I agree that Democrats shouldn’t have shunned the President, but why didn’t Obama push back harder? Reading this makes me feel that all the GOP hype about Obama “not playing well” could be true, and then I read this:
After years of tension between President Obama and his former Senate colleagues, trust between Democrats at both ends of Pennsylvania Avenue had eroded. A fight between the White House and Senate Democrats over a relatively small sum of money had mushroomed into a major confrontation.
At a March 4 Oval Office meeting, Senate Majority Leader Harry M. Reid (D-Nev.) and other Senate leaders pleaded with Obama to transfer millions in party funds and to also help raise money for an outside group. “We were never going to get on the same page,” said David Krone, Reid’s chief of staff. “We were beating our heads against the wall.”
So we got Reid essentially blaming Obama now.
How about this? It’s both your damn faults! But neither will admit that, and instead go on to their strawman – “the lazy Democratic voter”. Yes, that’s the other message we’re hearing now, how Democrats just won’t bother to vote. Well they would if they weren’t ashamed of their party acting childish and were actually given something to be motivated by.
Last night Democrats lost, but progressivism won big time. 4 typically red states voted to increase the minimum wage. Colorado, a bellwether if there ever was one, rejected a person hood amendment. Oregon and DC voted to legalize marijuana. All this in an election where Republican turnout stomped Democratic turnout. Democrats – your issues won, your leadership lost!
Another issue I saw was healthcare. It was the second most important issue in the exit polls. 48% wanted repeal and 46% thought it was good or should be better. That’s essentially an even split, then when you look into that 46% number, 21% thought the law did enough, while 25% thought it didn’t do enough. This again takes me back to failed leadership.
When the law passed in 2010 and many of us on the left complained that it didn’t do enough, the Obamabots came after us. They tried to reassure us saying “Congress will fix it”, then the GOP took over the House. That then changed to “well they will fix it when they get control”. I’m sorry, but save the bullshit excuses. Republicans knew they had zero chance of repealing Obamacare, yet that didn’t stop them from voting to do just that over 50 times. Yes it was a political stunt, and it worked! Voters saw the House Republicans trying to do what they wanted, and they got rewarded yesterday. On the left side of the aisle, we got the party of whiners, licking their wounds and going “but, but, but”. In the whole history of motivation, how in the hell does that help?

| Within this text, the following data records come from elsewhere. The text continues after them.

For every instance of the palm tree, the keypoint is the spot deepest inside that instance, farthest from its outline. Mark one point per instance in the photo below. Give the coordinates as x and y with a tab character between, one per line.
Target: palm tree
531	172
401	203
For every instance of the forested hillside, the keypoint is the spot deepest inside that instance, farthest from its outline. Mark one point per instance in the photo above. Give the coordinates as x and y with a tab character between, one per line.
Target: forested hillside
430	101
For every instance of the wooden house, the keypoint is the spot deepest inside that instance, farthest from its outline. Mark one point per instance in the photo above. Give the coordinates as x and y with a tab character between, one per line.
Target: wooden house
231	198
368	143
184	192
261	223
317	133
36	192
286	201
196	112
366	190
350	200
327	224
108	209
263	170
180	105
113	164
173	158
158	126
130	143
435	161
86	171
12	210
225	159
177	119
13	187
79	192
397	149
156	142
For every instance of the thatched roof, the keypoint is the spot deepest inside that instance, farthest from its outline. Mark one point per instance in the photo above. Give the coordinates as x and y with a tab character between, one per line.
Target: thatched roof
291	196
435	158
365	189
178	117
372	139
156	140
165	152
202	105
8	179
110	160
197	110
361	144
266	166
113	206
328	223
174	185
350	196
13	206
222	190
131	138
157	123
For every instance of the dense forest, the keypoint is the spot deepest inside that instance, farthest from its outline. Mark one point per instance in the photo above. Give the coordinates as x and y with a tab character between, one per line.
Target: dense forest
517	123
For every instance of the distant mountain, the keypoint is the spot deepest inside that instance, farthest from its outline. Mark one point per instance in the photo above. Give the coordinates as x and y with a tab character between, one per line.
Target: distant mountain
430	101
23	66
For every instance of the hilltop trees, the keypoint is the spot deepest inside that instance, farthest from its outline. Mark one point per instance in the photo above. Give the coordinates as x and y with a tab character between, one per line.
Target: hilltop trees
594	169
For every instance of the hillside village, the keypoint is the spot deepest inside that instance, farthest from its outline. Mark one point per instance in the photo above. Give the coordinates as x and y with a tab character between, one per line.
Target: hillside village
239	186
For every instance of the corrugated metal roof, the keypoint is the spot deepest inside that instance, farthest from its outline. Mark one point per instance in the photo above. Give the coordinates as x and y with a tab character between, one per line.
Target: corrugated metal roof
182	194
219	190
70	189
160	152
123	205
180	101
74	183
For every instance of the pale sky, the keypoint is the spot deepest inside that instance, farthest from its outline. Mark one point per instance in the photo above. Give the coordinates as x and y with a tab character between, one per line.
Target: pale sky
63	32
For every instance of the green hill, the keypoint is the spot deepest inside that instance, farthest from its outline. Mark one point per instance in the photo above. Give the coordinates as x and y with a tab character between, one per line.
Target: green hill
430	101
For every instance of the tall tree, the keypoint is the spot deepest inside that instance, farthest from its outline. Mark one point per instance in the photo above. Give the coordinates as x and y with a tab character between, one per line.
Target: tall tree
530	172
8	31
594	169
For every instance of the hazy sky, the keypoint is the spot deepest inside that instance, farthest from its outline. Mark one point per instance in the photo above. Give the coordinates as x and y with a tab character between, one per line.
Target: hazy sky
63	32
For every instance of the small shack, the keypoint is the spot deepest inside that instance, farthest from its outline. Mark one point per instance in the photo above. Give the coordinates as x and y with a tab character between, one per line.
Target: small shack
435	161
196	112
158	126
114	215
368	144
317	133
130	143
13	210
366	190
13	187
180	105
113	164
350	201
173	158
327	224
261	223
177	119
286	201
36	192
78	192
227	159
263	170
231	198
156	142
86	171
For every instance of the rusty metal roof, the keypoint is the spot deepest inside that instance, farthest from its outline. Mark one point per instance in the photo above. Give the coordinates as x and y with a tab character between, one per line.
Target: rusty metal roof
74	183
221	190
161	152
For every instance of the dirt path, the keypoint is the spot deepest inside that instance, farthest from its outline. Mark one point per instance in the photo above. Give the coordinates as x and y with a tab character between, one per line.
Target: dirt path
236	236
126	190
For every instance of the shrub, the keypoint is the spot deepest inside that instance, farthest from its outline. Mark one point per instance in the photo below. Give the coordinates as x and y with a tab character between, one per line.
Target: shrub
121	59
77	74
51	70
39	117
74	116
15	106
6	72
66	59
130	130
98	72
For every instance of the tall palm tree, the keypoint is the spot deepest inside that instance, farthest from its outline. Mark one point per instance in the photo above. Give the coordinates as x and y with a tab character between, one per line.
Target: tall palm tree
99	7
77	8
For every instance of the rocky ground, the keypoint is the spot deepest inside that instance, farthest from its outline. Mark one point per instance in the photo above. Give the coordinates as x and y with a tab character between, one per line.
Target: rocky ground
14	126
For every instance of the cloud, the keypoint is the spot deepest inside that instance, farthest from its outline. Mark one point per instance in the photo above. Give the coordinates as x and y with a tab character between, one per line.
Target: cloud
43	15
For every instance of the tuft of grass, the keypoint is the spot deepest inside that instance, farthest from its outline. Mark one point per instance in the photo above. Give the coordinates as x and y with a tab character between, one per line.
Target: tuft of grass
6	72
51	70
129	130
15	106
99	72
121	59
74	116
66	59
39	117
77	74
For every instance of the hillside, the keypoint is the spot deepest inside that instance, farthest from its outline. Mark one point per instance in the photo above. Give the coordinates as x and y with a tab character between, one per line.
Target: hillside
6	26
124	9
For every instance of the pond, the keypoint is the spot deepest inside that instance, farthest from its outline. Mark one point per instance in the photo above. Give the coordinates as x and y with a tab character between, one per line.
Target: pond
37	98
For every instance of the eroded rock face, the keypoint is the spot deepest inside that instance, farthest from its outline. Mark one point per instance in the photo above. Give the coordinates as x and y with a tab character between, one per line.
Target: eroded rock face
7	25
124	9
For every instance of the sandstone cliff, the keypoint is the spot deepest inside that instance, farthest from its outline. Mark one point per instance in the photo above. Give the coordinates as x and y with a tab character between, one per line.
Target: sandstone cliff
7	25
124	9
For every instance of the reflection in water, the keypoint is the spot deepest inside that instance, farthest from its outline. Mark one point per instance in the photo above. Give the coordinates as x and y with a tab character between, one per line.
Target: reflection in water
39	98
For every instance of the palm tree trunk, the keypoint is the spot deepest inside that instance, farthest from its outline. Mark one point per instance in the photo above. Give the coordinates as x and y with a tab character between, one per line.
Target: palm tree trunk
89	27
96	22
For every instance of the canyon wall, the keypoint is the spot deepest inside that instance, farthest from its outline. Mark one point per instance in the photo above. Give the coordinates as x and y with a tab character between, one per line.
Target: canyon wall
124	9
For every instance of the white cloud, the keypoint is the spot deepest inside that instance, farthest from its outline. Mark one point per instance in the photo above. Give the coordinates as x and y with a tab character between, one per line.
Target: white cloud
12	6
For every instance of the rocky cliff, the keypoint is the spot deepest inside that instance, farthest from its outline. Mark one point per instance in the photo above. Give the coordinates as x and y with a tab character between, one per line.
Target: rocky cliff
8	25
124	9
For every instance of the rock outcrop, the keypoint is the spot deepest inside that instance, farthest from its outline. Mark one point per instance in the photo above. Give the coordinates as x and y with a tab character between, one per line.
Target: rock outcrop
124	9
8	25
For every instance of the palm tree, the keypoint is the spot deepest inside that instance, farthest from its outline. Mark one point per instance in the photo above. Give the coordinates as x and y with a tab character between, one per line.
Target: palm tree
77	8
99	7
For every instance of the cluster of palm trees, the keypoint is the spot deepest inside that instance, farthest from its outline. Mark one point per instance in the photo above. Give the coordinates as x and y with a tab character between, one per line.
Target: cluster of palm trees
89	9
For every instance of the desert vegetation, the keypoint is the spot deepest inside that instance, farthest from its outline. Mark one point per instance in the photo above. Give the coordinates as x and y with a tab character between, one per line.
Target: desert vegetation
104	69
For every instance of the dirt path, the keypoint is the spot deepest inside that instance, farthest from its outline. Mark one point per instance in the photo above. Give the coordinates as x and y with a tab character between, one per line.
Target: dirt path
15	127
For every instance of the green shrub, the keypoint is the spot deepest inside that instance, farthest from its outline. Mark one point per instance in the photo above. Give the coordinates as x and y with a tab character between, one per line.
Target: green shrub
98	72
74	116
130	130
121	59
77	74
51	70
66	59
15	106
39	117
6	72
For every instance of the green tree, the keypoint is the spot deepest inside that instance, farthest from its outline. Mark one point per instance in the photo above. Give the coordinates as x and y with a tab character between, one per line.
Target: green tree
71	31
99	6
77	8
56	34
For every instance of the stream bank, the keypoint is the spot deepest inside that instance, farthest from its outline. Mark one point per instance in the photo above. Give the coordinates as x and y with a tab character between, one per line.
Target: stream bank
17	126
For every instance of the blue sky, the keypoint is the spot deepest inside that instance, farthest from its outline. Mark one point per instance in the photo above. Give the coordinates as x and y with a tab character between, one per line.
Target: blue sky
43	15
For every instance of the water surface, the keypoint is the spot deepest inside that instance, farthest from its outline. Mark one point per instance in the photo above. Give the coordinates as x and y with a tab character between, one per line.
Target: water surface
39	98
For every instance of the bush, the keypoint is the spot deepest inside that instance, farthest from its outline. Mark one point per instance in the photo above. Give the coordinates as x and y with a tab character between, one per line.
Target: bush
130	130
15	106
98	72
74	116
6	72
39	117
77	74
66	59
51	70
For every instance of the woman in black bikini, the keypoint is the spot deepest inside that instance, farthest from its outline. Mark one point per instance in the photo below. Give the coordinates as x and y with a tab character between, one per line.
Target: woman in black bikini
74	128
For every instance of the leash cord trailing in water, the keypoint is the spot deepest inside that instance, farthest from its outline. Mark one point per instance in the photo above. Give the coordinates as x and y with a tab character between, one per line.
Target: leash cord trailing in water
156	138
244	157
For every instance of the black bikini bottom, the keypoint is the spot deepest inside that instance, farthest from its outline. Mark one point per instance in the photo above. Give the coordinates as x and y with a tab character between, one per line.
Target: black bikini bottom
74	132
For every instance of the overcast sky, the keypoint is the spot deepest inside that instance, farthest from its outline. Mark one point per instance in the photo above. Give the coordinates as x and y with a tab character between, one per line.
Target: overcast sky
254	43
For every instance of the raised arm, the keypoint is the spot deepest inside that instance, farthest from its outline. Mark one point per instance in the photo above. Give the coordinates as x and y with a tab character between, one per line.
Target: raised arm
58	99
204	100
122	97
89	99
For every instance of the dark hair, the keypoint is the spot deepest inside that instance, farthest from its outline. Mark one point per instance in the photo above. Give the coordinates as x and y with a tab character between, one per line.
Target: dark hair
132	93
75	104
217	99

Democrats need to grow some balls. Don’t sit there and runaway from an issue just because half the people don’t like it, and many of those the reason is they don’t understand it. Instead educate the voters, embrace what you have done and fucking sell it!
But the most troubling is what I saw happen right here in Ohio. Republicans swept state offices by huge margins. We had a state Democratic Party that did not do shit this cycle. If that continues into 2016, then the White House will most likely go to the GOP in 2016. But they aren’t worried about looking at the actual problems, but instead pointing fingers at one another.
Wake up! You got two years to get your shit together, and I’m not really hopeful at this point.